After speaking to literally thousands of people who have just experienced the Tim Burton exhibition—which closes at the end of this month—I have realized that it is really no coincidence that so many people purchase colored and graphite pencils from the shop (among lots of other items) before they leave.  In fact, the conclusion I’ve drawn (no pun intended) is that it is not so much about the art as it is about the process. Pure creativity is contagious, and this exhibition is like the plague. After viewing it, one immediately wants to return home to draw, to create.

I think part of what makes this show exciting to young artists in this city is that it all seems so, well, immediate—in both time and space. It doesn’t take too much imagination for these kids to see themselves in Tim Burton’s sneakers one day. He was born in the same century as a lot of our NexGen members (free kid’s membership—check it out!), and he grew up right over the hill.  LACMA and Burbank are close enough to see and breathe in the same smog.

In other words, it isn’t impossible for a teenage girl visiting the show today to imagine her own retrospective on the walls of LACMA in forty years: The Childhood Sketches and Doodles of the Great Holographic Filmmaker Tammy Batman, coming in 2051. Needless to say, most of Tammy’s films will also feature Johnny Depp, who, by then, will be enjoying a golden-age career resurgence à la Betty White.



Gift shop blog pic

Future filmmaker “Tammy Batman” (aka Hannah, L.A. native and NexGen member) gets inspired by Tim Burton.

Living in modern-day suburban Los Angeles, these young artists might not see themselves as the next Renoir, or Caravaggio, or Matisse. But what they can envision is being in their bedroom late at night and drawing for fun and imagining that one day they might translate having fun into making a living.

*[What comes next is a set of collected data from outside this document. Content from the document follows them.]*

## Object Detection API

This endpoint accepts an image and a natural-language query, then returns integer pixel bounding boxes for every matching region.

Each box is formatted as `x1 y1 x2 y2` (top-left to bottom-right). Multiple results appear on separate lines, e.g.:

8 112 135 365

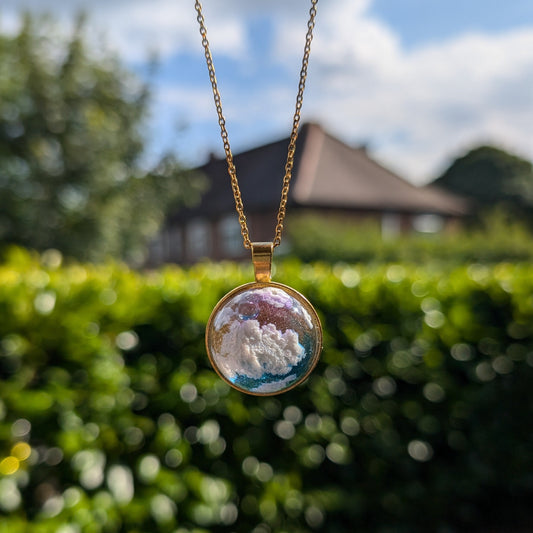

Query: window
219 215 243 257
186 219 211 260
412 214 444 233
381 213 401 239
167 226 183 262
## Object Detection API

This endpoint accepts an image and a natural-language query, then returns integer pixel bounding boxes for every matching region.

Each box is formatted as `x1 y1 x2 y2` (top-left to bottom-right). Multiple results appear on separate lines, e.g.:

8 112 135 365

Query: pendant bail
251 242 273 283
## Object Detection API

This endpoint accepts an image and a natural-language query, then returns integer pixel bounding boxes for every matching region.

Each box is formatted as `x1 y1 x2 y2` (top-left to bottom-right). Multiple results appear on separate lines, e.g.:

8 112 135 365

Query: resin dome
206 283 322 395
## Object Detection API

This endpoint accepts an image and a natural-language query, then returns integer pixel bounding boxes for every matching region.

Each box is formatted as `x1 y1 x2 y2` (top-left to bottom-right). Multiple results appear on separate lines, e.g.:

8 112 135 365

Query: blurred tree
433 145 533 219
0 14 204 263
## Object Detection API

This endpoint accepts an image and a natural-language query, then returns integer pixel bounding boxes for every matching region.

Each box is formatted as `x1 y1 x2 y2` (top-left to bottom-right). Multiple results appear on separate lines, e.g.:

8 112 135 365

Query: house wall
147 208 462 266
147 211 281 265
289 207 460 238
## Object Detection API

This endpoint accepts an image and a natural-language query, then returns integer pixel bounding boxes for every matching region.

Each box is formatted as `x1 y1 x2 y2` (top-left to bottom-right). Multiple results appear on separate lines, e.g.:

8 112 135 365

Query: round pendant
206 282 322 396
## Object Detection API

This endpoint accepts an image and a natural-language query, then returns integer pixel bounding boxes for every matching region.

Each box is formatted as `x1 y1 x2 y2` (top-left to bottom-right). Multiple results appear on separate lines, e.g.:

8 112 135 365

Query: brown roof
170 123 468 222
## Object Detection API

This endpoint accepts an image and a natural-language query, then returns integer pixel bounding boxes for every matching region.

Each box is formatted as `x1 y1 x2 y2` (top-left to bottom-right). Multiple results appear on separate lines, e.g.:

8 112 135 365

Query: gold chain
194 0 318 249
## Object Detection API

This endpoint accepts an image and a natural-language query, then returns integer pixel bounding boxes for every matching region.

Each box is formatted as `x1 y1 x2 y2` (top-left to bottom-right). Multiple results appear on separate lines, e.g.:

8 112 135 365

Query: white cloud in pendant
215 319 305 380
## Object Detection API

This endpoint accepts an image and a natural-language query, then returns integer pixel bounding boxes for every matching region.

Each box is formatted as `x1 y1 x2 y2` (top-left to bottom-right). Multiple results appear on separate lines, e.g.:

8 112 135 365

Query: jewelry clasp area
251 242 273 283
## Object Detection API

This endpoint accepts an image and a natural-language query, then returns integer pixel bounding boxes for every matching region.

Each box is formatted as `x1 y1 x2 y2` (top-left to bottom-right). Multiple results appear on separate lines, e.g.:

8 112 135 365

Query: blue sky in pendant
2 0 533 184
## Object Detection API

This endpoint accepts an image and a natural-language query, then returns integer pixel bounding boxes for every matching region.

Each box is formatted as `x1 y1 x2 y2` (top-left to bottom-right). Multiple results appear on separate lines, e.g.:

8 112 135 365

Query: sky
2 0 533 184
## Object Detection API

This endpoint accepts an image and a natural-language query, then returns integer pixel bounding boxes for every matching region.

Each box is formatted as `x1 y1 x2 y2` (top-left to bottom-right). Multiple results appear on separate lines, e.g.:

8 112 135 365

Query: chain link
194 0 318 249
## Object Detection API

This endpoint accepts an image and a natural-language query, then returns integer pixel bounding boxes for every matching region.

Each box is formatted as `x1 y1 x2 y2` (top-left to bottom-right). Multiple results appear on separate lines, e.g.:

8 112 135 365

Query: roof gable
169 123 467 222
294 124 467 214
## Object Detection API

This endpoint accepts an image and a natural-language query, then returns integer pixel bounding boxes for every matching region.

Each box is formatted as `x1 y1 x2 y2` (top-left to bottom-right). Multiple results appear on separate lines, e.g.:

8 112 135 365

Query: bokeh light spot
11 418 31 438
115 330 139 350
138 455 160 483
11 442 31 461
423 382 445 402
0 456 20 475
274 420 295 440
407 440 433 462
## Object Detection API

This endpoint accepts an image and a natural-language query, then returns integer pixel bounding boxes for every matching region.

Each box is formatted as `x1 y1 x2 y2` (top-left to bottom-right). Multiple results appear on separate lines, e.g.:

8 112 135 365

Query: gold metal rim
205 281 323 396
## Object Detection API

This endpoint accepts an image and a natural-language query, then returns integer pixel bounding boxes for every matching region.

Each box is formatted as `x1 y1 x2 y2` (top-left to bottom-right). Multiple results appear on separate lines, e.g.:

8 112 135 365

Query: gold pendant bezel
205 280 322 396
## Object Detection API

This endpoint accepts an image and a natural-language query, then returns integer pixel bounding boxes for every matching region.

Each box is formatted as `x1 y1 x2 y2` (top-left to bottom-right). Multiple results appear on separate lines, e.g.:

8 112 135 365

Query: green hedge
1 248 533 533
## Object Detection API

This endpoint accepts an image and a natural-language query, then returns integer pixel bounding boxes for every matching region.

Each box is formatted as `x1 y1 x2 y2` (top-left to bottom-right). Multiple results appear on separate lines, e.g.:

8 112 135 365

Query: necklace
195 0 322 396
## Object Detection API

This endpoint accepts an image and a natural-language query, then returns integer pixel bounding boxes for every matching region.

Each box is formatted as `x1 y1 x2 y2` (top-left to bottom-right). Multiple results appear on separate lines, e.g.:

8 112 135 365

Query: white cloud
1 0 247 61
274 1 533 182
2 0 533 182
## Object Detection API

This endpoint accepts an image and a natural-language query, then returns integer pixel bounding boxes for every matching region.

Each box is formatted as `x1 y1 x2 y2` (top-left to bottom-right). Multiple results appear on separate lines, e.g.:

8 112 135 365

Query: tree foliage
0 15 204 262
433 145 533 213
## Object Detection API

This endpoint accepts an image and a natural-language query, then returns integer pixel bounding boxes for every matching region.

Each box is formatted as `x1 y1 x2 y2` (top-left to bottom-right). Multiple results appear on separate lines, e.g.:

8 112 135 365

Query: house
148 123 468 264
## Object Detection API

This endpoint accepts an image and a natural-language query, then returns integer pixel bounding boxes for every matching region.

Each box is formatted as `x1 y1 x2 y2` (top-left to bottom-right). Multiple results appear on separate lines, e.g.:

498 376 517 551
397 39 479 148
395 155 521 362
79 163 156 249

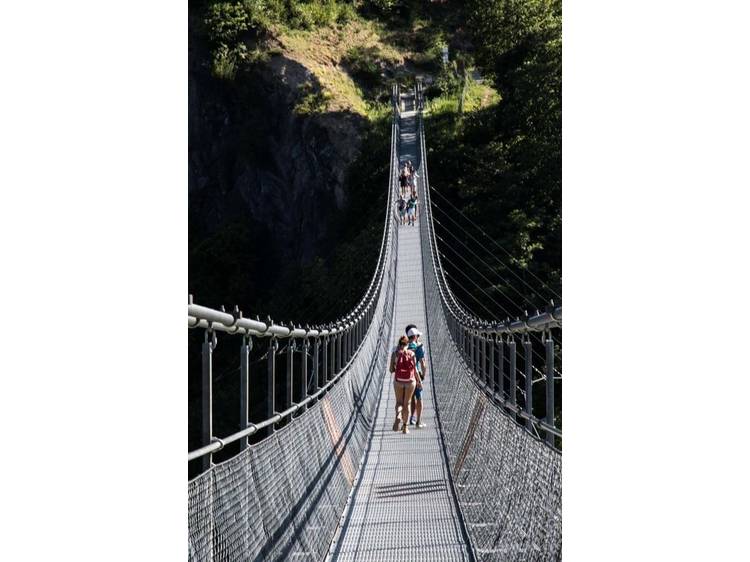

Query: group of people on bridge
397 161 419 226
389 325 427 434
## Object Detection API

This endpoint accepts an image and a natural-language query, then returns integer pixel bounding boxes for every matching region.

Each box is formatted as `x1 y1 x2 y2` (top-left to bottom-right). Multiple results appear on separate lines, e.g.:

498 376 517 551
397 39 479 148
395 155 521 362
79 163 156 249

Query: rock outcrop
189 51 366 268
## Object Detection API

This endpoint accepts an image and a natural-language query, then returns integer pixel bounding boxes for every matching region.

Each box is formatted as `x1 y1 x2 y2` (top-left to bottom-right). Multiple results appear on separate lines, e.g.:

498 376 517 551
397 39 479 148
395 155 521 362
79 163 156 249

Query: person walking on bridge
406 192 418 226
399 167 409 197
405 326 427 427
390 335 419 434
397 193 407 225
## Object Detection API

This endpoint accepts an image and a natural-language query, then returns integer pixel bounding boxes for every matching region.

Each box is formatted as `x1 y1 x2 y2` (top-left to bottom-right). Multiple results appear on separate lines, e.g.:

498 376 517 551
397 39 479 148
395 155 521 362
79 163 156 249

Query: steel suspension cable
430 185 562 301
434 226 536 313
432 215 541 311
438 249 561 367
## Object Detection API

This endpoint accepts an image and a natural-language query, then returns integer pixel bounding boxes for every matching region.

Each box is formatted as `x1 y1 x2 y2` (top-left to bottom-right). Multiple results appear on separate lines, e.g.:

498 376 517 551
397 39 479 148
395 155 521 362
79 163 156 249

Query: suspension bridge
188 84 562 561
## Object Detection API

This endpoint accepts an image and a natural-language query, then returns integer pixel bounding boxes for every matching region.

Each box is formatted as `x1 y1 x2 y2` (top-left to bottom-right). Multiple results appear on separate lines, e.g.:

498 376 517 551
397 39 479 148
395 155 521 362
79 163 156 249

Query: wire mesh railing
187 85 401 562
415 80 562 560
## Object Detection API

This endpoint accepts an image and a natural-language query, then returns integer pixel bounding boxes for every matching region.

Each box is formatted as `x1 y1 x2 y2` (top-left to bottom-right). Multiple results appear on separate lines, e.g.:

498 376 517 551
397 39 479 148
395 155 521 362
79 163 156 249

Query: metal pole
482 335 488 387
338 332 343 372
524 336 533 431
497 335 504 398
469 332 475 375
488 335 495 389
332 331 338 375
240 335 251 451
201 330 215 473
312 336 320 391
266 338 277 437
299 338 308 413
509 336 517 409
476 332 481 374
322 336 328 383
286 338 294 411
545 332 555 446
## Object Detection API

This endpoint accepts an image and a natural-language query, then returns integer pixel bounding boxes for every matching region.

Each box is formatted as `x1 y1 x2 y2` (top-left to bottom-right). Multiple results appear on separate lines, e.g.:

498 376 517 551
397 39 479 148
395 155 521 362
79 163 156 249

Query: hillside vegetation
425 0 562 320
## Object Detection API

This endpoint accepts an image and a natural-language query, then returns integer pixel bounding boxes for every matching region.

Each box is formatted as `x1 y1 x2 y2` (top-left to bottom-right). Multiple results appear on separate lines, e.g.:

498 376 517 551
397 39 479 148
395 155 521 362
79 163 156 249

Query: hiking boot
392 417 401 432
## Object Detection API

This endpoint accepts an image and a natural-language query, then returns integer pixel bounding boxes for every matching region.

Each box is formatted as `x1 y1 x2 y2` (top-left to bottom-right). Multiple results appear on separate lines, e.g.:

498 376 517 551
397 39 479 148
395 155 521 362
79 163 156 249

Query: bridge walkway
326 97 472 562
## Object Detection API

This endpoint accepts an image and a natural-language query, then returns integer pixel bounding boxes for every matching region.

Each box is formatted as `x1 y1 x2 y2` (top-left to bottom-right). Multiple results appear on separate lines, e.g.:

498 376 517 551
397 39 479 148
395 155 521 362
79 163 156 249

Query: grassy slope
278 18 403 116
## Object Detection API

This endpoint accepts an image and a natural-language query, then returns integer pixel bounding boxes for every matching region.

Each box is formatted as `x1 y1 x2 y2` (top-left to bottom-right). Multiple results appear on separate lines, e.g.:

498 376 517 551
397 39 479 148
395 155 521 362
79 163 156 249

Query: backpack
395 349 415 381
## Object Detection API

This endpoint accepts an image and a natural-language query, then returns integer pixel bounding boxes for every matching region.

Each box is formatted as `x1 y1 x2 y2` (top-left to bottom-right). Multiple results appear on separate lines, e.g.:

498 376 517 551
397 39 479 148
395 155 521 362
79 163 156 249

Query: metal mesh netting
417 112 562 561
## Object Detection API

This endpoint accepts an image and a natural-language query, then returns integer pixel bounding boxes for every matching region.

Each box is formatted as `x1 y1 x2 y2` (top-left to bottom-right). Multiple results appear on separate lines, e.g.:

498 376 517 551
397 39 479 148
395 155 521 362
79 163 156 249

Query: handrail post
266 338 277 437
338 331 343 373
488 334 495 389
332 331 338 375
469 332 475 376
509 336 517 410
286 336 294 412
299 337 308 413
497 334 505 398
523 335 533 431
545 331 555 445
322 335 329 384
240 334 251 451
312 336 320 391
482 334 488 388
201 329 215 473
475 331 480 377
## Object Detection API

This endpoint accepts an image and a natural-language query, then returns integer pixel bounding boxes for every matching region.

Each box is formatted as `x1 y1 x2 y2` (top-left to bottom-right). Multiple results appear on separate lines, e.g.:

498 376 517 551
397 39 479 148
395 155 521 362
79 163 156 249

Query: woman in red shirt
389 335 420 434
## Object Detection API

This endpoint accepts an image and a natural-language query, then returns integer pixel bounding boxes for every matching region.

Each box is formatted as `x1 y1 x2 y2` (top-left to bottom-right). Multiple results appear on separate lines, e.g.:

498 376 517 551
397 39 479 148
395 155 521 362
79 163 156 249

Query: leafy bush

Although a career as a popular artist might not seem so unattainable while strolling through the exhibition, getting to that point requires work, and it’s evident from the show that a creative life is as much about the journey as it is about the end result. An artist’s personal outlet as a child connects with millions down the line because of years of diligence, hard work, and practice, practice, practice. In Tim Burton we see someone who really engaged in what he loved and made a very successful living out of it.

The show reminds us that process is the key. Tim Burton’s early sketches and drawings and models show us that the process can also be art. It’s called a work of art because it’s work. And when it connects with others, it’s magic.